Now let's review , In this lesson, we introduced supervised learning . The basic idea is this ,== Each sample in our dataset has a corresponding “ right key ”. And then make predictions based on these samples ,== As in the case of houses and tumors . We also introduce the regression problem , That is, a continuous output is derived by returning , Then we introduce the classification problem , The goal is to derive a set of discrete results .

1.4 Unsupervised learning

Reference video : 1 - 4 - Unsupervised Learning (14 min).mkv

In this video , We will introduce the second major machine learning problem . It's called unsupervised learning .

[ Failed to transfer the external chain picture , The origin station may have anti-theft chain mechanism , It is suggested to save the pictures and upload them directly (img-Mbood3SC-1642651282903)(…/images/0c93b5efd5fd5601ed475d2c8a0e6dcd.png)]

[ Failed to transfer the external chain picture , The origin station may have anti-theft chain mechanism , It is suggested to save the pictures and upload them directly (img-LyUcPekY-1642651282905)(…/images/94f0b1d26de3923fc4ae934ec05c66ab.png)]

In the last video , Supervised learning has been introduced . Think back to the data set at that time , As the chart shows , Each data in this data set has been marked as negative or positive , That is, benign or malignant tumors . therefore , For each data in supervised learning , We already know , The correct answer corresponding to the training set , Is it benign or malignant .

In unsupervised learning , The data we know . It looks a little different , Different from the data of supervised learning , That is, there is no label in unsupervised learning, or there is the same label or no label . So we know the data set , But I don't know how to deal with , Nor does it tell what each data point is . I don't know anything else , It's just a data set . Can you find some structure in the data ？ For datasets , Unsupervised learning can judge that the data has two different clusters . This is a , That's another one , They are different . Yes , Unsupervised learning algorithms may divide these data into two different clusters . So it is called clustering algorithm . The fact proved that , It can be used in many places .

An example of clustering application is in Google News . If you've never seen it before , You can go to this URL website news.google.com Go to see . Google news is online every day , Collect a lot , A lot of online news content . It then groups these news , Make up relevant news . So what Google news does is search a lot of news events , Automatically cluster them together . therefore , These news events are all on the same theme , So show together .

The fact proved that , Clustering algorithm and unsupervised learning algorithm are also used in many other problems .

[ Failed to transfer the external chain picture , The origin station may have anti-theft chain mechanism , It is suggested to save the pictures and upload them directly (img-s7bnKJts-1642651282906)(…/images/903868fb76c706f1e2f96d8e26e0074e.png)]

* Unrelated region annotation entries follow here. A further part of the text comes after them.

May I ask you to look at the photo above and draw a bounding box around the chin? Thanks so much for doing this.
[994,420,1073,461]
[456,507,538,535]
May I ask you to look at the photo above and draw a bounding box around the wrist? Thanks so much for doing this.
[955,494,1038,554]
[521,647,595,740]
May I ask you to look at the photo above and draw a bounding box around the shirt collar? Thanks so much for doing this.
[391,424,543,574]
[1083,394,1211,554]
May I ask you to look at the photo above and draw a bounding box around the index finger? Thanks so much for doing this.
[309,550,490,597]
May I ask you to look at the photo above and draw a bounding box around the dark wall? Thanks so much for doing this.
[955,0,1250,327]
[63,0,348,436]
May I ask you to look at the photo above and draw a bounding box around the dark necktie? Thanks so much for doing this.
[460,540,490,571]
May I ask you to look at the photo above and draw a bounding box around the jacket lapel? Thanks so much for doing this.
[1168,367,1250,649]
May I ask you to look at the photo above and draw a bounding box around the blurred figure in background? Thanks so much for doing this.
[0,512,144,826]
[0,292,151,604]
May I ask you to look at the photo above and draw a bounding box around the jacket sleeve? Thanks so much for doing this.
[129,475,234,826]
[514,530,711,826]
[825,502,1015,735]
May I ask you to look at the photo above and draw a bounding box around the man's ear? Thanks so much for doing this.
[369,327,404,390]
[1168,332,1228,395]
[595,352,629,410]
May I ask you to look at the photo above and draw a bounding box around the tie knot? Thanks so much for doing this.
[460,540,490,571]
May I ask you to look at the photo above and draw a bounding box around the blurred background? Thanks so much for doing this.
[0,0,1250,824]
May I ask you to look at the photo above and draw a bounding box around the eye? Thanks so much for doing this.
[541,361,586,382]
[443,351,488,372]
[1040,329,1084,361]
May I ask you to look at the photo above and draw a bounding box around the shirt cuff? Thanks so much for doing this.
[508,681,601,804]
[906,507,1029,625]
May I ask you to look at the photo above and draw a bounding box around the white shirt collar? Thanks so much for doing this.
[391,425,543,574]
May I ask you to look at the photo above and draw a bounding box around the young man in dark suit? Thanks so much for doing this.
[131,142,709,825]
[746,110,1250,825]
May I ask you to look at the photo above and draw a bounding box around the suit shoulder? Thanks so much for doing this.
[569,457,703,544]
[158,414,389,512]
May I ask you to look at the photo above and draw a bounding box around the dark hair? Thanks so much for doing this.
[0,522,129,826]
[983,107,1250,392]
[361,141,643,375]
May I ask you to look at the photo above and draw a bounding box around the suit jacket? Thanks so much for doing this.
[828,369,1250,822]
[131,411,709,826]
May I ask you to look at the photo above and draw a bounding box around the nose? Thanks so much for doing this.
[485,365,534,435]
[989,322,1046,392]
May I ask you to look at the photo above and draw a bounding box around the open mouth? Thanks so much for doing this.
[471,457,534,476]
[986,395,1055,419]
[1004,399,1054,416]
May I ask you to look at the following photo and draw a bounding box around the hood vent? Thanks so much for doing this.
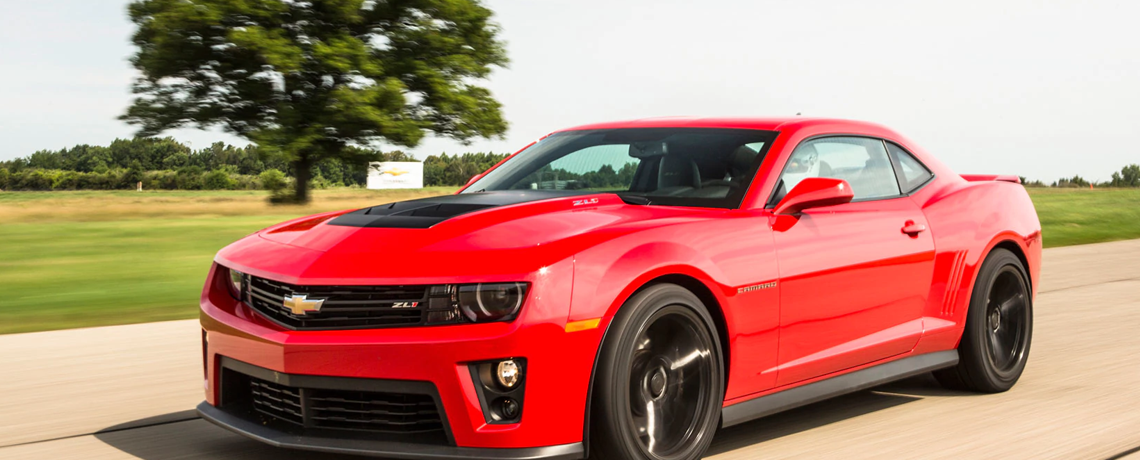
[328,190,579,229]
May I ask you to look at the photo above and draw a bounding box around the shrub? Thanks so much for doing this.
[202,170,234,190]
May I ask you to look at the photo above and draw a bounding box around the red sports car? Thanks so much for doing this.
[198,117,1041,459]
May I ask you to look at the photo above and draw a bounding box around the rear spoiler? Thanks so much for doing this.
[962,174,1021,183]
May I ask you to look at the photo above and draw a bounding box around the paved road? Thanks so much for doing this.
[0,240,1140,460]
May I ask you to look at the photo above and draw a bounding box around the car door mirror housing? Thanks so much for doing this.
[774,178,855,215]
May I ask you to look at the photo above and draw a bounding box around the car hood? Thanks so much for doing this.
[217,190,717,285]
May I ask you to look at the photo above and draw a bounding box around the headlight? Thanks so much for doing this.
[459,282,527,322]
[428,282,527,325]
[227,269,245,301]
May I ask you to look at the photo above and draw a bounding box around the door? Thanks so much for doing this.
[772,137,934,385]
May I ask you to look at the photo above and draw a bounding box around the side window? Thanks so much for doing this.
[772,137,902,204]
[512,145,638,191]
[887,142,934,194]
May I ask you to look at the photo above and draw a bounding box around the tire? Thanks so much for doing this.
[934,248,1033,393]
[589,284,724,460]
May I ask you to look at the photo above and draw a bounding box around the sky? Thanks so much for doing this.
[0,0,1140,182]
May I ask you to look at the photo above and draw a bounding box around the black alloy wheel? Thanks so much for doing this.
[935,248,1033,393]
[589,285,724,460]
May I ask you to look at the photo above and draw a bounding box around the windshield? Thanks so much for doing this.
[464,128,775,208]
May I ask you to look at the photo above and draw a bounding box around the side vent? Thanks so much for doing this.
[942,250,966,317]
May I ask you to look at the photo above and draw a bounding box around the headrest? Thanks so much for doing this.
[728,146,759,179]
[629,141,669,158]
[657,155,701,190]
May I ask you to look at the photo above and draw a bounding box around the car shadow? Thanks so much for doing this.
[95,376,964,460]
[706,373,966,457]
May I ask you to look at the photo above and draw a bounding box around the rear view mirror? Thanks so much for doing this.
[774,178,855,215]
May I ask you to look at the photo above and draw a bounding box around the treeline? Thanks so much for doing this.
[1021,164,1140,189]
[0,138,506,191]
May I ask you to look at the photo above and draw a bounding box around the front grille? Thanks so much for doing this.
[244,276,429,329]
[308,389,443,433]
[221,359,448,444]
[250,377,304,427]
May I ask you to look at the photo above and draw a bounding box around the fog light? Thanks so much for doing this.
[495,360,520,389]
[499,397,519,420]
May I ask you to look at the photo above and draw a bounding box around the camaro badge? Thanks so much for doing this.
[736,281,776,294]
[284,294,325,314]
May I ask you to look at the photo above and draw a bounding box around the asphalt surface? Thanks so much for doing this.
[0,240,1140,460]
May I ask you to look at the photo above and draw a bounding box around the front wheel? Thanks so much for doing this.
[589,285,724,460]
[935,248,1033,393]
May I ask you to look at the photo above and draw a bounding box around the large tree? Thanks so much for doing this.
[122,0,506,202]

Among them is the understanding and application of genetics . One DNA Examples of microdata . The basic idea is to input a group of different individuals , For each of them , You have to analyze whether they have a specific gene . technical , How many specific genes do you want to analyze . So these colors , red , green , Grey and so on , These colors show the corresponding degree , Whether different individuals have a specific gene . All you can do is run a clustering algorithm , Clustering individuals into different classes or groups of different types （ people ）……

So this is unsupervised learning , Because we didn't tell the algorithm some information in advance , such as , This is the first group of people , Those are the second kind of people , There is a third category , wait . We just said , Yes , This is a pile of data . I don't know what's in the data . I don't know who is what type . I don't even know what different types of people there are , What are these types . But can you automatically find the structure in the data ？ That means you have to Automatically cluster those individuals into categories , I can't know in advance what is what . Because we did not give the correct answer to the algorithm to respond to the data in the data set , So this is unsupervised learning .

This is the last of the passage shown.